[llvm] 884d7c1 - Revert "[SLP]Check for the whole vector vectorization in unique scalars analysis"
Alexey Bataev via llvm-commits
llvm-commits at lists.llvm.org
Tue Sep 3 11:21:57 PDT 2024
Author: Alexey Bataev
Date: 2024-09-03T11:02:07-07:00
New Revision: 884d7c137a587fdd7549bd8a26f887bbeda0cc86
URL: https://github.com/llvm/llvm-project/commit/884d7c137a587fdd7549bd8a26f887bbeda0cc86
DIFF: https://github.com/llvm/llvm-project/commit/884d7c137a587fdd7549bd8a26f887bbeda0cc86.diff
LOG: Revert "[SLP]Check for the whole vector vectorization in unique scalars analysis"
This reverts commit b74e09cb20e6218320013b54c9ba2f5c069d44b9 after
post-commit review.
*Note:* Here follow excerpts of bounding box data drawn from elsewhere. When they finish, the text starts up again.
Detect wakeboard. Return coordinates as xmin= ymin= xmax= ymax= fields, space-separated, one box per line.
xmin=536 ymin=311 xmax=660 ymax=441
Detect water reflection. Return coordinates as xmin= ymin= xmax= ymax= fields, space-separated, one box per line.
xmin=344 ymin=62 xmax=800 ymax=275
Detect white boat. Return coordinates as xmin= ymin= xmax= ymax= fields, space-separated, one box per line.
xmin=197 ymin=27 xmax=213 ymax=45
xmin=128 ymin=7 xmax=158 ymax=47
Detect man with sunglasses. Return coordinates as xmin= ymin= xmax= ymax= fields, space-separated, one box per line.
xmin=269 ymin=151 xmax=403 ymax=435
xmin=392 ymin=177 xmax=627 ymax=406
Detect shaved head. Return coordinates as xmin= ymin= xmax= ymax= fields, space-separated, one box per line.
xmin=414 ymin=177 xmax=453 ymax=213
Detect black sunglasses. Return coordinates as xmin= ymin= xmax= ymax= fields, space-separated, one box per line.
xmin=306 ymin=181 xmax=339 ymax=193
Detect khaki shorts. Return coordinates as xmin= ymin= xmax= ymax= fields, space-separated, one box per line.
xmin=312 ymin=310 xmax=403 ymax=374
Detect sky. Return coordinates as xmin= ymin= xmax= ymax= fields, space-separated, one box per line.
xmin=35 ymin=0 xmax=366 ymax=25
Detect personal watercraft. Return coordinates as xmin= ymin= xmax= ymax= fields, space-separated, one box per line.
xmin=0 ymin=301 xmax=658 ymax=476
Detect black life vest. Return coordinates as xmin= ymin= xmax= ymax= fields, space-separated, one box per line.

The number of parts is calculated incorrectly.
Added:
Modified:
llvm/lib/Transforms/Vectorize/SLPVectorizer.cpp
Removed:
llvm/test/Transforms/SLPVectorizer/RISCV/unique-loads-insert-non-power-of-2.ll
################################################################################
diff --git a/llvm/lib/Transforms/Vectorize/SLPVectorizer.cpp b/llvm/lib/Transforms/Vectorize/SLPVectorizer.cpp
index 5c37c2fdd2de3e..2bb106672c2309 100644
--- a/llvm/lib/Transforms/Vectorize/SLPVectorizer.cpp
+++ b/llvm/lib/Transforms/Vectorize/SLPVectorizer.cpp
@@ -408,7 +408,7 @@ static bool isVectorLikeInstWithConstOps(Value *V) {
/// total number of elements \p Size and number of registers (parts) \p
/// NumParts.
static unsigned getPartNumElems(unsigned Size, unsigned NumParts) {
- return std::min<unsigned>(Size, PowerOf2Ceil(divideCeil(Size, NumParts)));
+ return PowerOf2Ceil(divideCeil(Size, NumParts));
}
/// Returns correct remaining number of elements, considering total amount \p
@@ -7021,11 +7021,7 @@ void BoUpSLP::buildTree_rec(ArrayRef<Value *> VL, unsigned Depth,
UniqueValues.emplace_back(V);
}
size_t NumUniqueScalarValues = UniqueValues.size();
- bool IsFullVectors =
- hasFullVectorsOnly(*TTI, UniqueValues.front()->getType(),
- NumUniqueScalarValues);
- if (NumUniqueScalarValues == VL.size() &&
- (VectorizeNonPowerOf2 || IsFullVectors)) {
+ if (NumUniqueScalarValues == VL.size()) {
ReuseShuffleIndices.clear();
} else {
// FIXME: Reshuffing scalars is not supported yet for non-power-of-2 ops.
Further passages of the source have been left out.